[TRTLLM-7964][infra] set nixl to default cache transceiver backend

bo-nv · bo-nv · commit 6cc619a82ef1 · 2025-09-25T20:19:34.000+08:00
Signed-off-by: Bo Deng &lt;deemod@nvidia.com&gt;
diff --git a/cpp/tensorrt_llm/batch_manager/cacheTransceiver.cpp b/cpp/tensorrt_llm/batch_manager/cacheTransceiver.cpp
@@ -89,7 +89,7 @@ std::unique_ptr<BaseCacheTransceiver> CacheTransceiverFactory::createCacheTransc
         }
         else
         {
-            backendType = executor::CacheTransceiverConfig::BackendType::UCX;
+            backendType = executor::CacheTransceiverConfig::BackendType::NIXL;
         }
     }
     cacheTransceiverConfig.value().setBackendType(backendType);
diff --git a/docker/common/install_nixl.sh b/docker/common/install_nixl.sh
@@ -40,5 +40,3 @@ cd builddir && ninja install
 cd ../..
 rm -rf nixl*  # Remove NIXL source tree to save space
 export LD_LIBRARY_PATH=$OLD_LD_LIBRARY_PATH
-
-echo "export LD_LIBRARY_PATH=/opt/nvidia/nvda_nixl/lib/${ARCH_NAME}:/opt/nvidia/nvda_nixl/lib64:\$LD_LIBRARY_PATH" >> "${ENV}"

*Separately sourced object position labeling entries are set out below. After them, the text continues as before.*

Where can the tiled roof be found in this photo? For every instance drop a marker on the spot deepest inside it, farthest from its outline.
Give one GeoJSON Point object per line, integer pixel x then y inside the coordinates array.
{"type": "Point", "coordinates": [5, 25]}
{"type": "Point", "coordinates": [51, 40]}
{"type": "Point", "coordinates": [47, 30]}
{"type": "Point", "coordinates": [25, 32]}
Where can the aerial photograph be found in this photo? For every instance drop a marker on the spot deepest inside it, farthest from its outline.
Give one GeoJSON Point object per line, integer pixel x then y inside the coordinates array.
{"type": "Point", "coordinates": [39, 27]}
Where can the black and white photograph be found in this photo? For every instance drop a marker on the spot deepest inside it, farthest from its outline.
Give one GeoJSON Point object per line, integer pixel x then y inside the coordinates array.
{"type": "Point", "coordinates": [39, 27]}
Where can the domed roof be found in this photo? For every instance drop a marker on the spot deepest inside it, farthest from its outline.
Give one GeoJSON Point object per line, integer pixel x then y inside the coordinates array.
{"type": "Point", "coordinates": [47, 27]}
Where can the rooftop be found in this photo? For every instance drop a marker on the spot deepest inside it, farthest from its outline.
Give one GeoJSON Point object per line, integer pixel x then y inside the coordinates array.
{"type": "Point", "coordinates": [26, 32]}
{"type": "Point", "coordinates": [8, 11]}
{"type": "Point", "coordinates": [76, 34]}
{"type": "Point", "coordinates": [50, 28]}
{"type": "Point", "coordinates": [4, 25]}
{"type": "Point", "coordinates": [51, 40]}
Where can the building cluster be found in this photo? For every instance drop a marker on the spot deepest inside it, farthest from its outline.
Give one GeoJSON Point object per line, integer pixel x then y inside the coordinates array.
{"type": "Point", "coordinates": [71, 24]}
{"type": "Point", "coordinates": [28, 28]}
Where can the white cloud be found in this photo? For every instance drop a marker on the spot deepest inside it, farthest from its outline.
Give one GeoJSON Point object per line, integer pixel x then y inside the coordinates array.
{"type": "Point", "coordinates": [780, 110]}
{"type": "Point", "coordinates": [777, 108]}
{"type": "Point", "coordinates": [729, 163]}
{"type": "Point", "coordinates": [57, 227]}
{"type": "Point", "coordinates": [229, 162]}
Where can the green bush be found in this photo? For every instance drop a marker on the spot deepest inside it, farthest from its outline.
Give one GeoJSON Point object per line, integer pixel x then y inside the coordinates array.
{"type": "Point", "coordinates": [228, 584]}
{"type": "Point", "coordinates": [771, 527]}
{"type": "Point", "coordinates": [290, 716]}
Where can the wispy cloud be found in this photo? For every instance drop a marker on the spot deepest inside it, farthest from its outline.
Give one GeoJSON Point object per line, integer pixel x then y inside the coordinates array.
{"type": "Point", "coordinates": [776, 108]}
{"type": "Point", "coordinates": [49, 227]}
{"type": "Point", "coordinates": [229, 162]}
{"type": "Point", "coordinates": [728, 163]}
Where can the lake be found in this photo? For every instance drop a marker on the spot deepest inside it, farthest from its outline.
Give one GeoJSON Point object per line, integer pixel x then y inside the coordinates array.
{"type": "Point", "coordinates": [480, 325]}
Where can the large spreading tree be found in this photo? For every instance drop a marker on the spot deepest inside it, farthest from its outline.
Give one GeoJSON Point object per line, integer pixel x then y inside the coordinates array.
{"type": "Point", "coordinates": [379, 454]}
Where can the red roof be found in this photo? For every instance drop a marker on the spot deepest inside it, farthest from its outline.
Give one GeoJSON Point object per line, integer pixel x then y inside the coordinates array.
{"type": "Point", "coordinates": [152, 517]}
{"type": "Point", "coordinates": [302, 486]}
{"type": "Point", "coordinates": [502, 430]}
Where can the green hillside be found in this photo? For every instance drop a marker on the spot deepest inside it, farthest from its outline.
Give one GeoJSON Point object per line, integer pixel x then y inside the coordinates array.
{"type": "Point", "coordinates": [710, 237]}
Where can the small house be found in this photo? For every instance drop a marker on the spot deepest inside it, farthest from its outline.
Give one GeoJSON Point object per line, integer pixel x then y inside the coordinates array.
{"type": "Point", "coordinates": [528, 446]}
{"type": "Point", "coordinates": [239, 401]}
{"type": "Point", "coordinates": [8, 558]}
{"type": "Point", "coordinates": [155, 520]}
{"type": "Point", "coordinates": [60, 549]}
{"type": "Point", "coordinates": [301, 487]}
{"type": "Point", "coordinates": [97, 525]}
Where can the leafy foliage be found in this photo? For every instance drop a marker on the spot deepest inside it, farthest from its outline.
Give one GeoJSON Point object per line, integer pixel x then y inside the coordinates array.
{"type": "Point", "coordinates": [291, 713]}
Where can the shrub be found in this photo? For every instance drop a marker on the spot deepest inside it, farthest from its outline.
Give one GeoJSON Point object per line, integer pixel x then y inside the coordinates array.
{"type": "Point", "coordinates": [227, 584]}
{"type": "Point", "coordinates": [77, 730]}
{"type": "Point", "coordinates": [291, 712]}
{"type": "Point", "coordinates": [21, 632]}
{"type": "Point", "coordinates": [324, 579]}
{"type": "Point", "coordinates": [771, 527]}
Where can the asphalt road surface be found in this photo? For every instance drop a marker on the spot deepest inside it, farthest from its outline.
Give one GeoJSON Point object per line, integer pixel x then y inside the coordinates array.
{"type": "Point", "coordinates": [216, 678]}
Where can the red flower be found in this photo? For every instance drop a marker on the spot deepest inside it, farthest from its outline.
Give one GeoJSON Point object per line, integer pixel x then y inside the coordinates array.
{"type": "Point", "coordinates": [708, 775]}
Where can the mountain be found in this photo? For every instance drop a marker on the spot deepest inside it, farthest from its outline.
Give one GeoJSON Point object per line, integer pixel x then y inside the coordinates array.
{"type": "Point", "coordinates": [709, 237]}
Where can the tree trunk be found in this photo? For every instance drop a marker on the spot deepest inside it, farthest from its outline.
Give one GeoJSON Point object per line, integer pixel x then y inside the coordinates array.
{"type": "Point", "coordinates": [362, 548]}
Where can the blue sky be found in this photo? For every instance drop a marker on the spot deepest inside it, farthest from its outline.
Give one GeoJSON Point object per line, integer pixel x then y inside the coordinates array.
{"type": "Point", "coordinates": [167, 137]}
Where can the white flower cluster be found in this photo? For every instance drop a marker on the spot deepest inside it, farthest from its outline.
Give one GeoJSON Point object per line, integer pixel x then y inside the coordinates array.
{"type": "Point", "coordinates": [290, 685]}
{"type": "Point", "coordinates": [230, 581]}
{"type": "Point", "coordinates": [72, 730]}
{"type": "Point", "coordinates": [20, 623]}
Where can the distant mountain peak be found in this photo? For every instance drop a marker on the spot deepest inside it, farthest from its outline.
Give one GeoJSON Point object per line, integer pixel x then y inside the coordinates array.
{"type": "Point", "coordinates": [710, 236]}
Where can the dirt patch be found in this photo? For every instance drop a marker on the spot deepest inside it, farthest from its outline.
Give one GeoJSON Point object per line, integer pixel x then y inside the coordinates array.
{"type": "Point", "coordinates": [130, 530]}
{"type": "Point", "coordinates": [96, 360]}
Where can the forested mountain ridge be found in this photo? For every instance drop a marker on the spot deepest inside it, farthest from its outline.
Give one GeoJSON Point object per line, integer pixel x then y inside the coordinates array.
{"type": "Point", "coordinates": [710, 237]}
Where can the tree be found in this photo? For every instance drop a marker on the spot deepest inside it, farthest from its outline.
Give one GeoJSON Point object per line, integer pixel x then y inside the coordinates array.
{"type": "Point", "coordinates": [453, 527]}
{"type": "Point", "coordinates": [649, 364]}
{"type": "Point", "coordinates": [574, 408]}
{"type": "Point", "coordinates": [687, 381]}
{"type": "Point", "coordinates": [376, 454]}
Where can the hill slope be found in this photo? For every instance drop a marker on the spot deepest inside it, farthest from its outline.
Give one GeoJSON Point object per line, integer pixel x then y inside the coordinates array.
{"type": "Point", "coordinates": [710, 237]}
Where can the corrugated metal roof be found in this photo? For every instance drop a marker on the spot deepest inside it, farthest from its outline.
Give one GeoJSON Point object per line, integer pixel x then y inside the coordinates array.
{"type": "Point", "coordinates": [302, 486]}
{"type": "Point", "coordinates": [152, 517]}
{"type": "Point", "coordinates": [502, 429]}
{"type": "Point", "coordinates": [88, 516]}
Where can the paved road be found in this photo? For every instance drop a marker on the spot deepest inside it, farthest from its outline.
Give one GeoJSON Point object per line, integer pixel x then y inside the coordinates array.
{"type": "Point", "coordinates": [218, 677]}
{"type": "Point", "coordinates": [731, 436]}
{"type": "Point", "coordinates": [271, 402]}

diff --git a/docker/common/install_ucx.sh b/docker/common/install_ucx.sh
@@ -26,4 +26,3 @@ cd ucx
 make install -j$(nproc)
 cd ..
 rm -rf ucx  # Remove UCX source to save space
-echo "export LD_LIBRARY_PATH=${UCX_INSTALL_PATH}/lib:\$LD_LIBRARY_PATH" >> "${ENV}"

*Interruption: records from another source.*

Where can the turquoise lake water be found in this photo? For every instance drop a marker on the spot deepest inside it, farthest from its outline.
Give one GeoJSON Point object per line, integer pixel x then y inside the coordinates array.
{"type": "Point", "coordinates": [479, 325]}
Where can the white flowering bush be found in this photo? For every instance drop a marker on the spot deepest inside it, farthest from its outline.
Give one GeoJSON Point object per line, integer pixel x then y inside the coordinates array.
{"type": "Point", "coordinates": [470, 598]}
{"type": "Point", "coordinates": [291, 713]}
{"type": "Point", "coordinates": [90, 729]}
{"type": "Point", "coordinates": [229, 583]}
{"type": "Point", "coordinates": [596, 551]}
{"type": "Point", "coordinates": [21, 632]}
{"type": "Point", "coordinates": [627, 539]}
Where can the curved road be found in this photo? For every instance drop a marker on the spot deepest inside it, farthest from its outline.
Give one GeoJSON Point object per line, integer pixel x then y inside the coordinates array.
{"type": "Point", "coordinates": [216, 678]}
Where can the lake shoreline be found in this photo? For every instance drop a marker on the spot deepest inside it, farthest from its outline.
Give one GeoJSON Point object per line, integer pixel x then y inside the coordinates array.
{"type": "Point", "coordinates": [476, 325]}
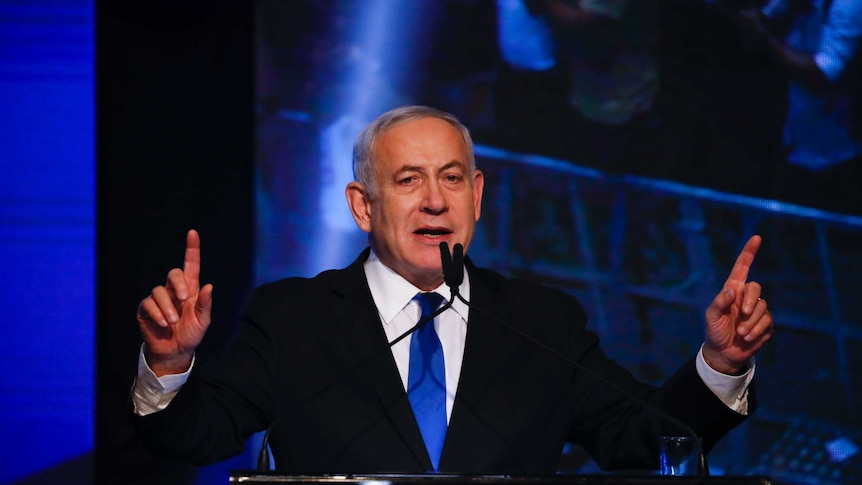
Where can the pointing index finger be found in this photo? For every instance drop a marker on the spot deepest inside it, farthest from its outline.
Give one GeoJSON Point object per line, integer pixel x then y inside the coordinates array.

diff --git a/docs/source/features/auto_deploy/auto-deploy.md b/docs/source/features/auto_deploy/auto-deploy.md
@@ -28,7 +28,7 @@ AutoDeploy provides an alternative method for deploying models using the LLM API
 AutoDeploy is included with the TRT-LLM installation.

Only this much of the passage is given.